I was fortunate to spend time with Hank Rappaport, MD, the principle PM for the Microsoft Azyxxi Team, to fill a few big gaps in my EHR knowledge recently. Hank is a critical care specialist and has extensive experience building and maintaining electronic health records within the Department of Veterans Affairs, and now will do the same as a leader at Microsoft.
I sought Hank out originally because I wanted to learn more about what the Department of Veteran’s Affairs is doing with patient access to their highly regarded electronic health record. The Washington, DC, VA Hospital was a pilot site for the MyHealthEVet program, which allows those served in this system access to their medical records online. What’s special about the pilot sites is that they allow patients access to the entire record, without any filtering. This includes progress notes. More on that later.
Hank simulated access to both systems for me to get a sense of each systems’ strengths. Azyxxi was actually born at Washington Hospital Center, where Hank showed it to me, and is an excellent aggregator of clinical and other data, in a very accessible way. It seems to fill a niche that some electronic health records lack, which is a population view of data. The heritage of Azyxxi was the emergency room; at the same time, the utility is very relevant to primary care. With Microsoft supporting its future development, it should continue to add to innovation in health information technology. Of course, wearing my patient-centered hat, I thought there could be very interesting applications of this tool for patient access.

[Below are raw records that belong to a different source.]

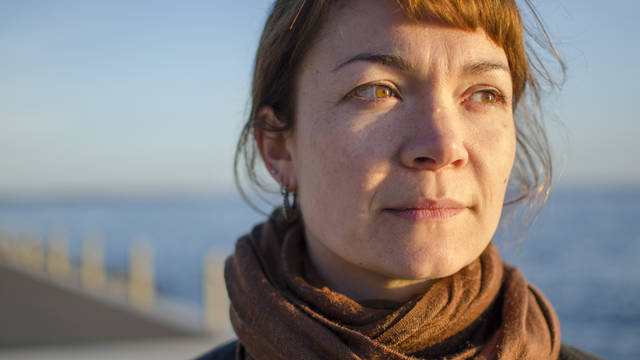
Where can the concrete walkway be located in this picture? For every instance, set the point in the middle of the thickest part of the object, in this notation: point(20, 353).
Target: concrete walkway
point(44, 319)
point(159, 349)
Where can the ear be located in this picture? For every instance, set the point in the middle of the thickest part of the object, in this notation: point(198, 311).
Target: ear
point(275, 148)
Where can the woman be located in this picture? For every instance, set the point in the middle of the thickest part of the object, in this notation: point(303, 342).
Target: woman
point(392, 124)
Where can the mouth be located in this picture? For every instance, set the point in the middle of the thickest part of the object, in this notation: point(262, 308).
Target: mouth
point(427, 210)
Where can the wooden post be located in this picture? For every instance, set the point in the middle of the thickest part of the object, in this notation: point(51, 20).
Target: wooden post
point(33, 253)
point(5, 245)
point(141, 280)
point(214, 293)
point(93, 275)
point(58, 265)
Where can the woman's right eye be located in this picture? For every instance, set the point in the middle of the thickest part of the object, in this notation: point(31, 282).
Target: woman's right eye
point(374, 92)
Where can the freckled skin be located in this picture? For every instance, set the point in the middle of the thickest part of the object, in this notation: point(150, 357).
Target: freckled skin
point(352, 158)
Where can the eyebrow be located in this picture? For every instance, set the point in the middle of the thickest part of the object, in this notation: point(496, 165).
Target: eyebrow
point(482, 67)
point(402, 64)
point(394, 61)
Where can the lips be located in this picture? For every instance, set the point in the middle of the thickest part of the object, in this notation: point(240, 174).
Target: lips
point(427, 210)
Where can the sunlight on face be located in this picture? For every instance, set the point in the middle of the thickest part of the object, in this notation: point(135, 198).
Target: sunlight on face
point(404, 143)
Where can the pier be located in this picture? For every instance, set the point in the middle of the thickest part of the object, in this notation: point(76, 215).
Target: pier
point(49, 306)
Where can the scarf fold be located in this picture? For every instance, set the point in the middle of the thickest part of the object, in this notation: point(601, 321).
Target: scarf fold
point(281, 310)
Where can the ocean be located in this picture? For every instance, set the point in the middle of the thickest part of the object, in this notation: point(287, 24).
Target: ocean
point(583, 251)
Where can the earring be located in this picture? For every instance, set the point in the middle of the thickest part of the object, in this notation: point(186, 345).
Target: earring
point(288, 207)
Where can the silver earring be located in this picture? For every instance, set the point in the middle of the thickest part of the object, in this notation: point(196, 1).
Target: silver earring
point(288, 207)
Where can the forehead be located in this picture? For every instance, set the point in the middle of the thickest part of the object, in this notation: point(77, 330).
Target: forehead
point(380, 26)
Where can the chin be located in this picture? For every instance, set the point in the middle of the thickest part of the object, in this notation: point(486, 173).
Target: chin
point(434, 264)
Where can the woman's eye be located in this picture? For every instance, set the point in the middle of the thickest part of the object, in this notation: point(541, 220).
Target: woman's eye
point(488, 97)
point(374, 92)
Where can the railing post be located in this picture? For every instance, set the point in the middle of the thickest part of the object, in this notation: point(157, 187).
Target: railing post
point(93, 275)
point(57, 264)
point(141, 279)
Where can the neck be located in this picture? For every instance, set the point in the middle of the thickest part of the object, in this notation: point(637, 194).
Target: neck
point(360, 283)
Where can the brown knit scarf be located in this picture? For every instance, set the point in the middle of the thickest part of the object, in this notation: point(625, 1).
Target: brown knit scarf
point(281, 310)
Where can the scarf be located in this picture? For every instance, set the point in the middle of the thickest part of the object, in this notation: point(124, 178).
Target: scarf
point(281, 310)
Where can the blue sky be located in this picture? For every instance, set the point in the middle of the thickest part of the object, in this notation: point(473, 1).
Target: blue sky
point(149, 96)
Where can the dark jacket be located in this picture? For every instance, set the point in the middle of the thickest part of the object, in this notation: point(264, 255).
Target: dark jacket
point(228, 352)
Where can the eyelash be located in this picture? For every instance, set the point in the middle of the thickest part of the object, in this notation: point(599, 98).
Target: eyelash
point(499, 98)
point(393, 93)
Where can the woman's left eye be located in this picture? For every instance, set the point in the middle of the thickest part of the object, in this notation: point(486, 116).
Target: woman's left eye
point(488, 97)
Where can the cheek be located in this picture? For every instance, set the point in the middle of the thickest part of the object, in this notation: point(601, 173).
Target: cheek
point(340, 165)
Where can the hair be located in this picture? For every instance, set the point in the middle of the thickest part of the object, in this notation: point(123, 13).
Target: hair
point(293, 25)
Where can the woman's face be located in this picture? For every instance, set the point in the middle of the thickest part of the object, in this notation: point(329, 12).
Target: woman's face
point(403, 144)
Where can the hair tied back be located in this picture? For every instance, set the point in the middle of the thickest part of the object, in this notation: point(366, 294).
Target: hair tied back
point(295, 18)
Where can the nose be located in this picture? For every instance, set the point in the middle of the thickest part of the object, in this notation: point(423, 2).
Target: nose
point(436, 142)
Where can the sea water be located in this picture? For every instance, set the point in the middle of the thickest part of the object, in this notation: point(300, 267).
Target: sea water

Following the tour in Washington Hospital Center, we walked across the way to the VA Washington to look at a simulated view of CPRS. The system is of course very capable (it lives up to its stellar reputation), specifically in the areas of order entry and decision support. It’s able to capture structured and unstructured text data, for example in progress notes. Like Azyxxi, I think there are rich areas for expansion for the system. The capabilities of this development team are different, though, and there are some changes being made in the way that the VA manages its health information technology.

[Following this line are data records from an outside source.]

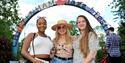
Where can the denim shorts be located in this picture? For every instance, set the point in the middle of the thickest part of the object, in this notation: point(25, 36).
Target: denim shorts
point(57, 60)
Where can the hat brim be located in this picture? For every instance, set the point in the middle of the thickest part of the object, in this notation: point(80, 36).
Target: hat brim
point(69, 26)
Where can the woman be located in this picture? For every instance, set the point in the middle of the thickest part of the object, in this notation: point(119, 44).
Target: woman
point(37, 46)
point(62, 43)
point(85, 45)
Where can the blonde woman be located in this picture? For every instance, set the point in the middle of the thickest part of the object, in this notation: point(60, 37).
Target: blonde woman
point(37, 46)
point(85, 46)
point(62, 43)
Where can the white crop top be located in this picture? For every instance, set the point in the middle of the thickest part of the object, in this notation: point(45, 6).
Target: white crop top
point(42, 45)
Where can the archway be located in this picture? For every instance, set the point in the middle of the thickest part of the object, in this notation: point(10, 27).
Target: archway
point(52, 3)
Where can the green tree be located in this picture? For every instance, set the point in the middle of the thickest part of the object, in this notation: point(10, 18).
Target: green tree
point(8, 21)
point(119, 6)
point(8, 17)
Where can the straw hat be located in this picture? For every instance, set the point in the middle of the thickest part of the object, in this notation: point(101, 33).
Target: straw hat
point(61, 22)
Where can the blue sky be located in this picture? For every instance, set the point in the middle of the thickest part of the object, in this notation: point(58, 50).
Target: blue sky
point(63, 12)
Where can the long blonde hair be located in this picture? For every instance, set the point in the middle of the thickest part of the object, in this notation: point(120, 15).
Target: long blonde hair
point(84, 42)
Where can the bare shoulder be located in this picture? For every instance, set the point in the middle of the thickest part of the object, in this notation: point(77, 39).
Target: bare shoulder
point(73, 38)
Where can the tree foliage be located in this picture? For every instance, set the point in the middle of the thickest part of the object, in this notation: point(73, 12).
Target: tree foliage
point(8, 17)
point(119, 6)
point(8, 20)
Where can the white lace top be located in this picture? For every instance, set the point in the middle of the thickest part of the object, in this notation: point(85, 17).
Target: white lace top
point(42, 45)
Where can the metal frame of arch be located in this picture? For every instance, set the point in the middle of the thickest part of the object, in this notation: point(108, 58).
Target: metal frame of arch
point(52, 3)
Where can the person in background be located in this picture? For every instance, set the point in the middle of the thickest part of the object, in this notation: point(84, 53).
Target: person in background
point(62, 43)
point(37, 46)
point(113, 46)
point(86, 44)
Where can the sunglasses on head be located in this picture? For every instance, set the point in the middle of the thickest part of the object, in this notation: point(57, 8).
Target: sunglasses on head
point(61, 27)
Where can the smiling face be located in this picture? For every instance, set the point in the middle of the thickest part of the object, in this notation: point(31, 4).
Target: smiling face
point(81, 23)
point(41, 25)
point(61, 29)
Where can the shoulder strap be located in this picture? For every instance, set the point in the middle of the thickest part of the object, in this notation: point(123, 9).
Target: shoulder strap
point(49, 37)
point(33, 44)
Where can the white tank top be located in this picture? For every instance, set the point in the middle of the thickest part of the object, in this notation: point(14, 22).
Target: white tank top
point(42, 45)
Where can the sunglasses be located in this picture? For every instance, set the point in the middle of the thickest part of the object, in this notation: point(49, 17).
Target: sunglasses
point(61, 27)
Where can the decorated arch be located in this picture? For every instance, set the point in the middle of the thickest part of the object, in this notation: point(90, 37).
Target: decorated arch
point(52, 3)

There is currently not much interaction between the physician / staff view of the medical record and the patient view. However, it’s remarkable that patients have full access to their entire medical record, and has Hank indicated to me, this has not been a problem. I understand that the production (non-pilot) versions of MyHealthEVet do not have full patient access in them. In the meantime, I think the experience here in Washington deserves further attention in terms of its innovation.
I appreciate the value of the experience of seeing these two very competent systems a little closer.
Now, on to California and Heatlh2.0 to see some other cool stuff up close!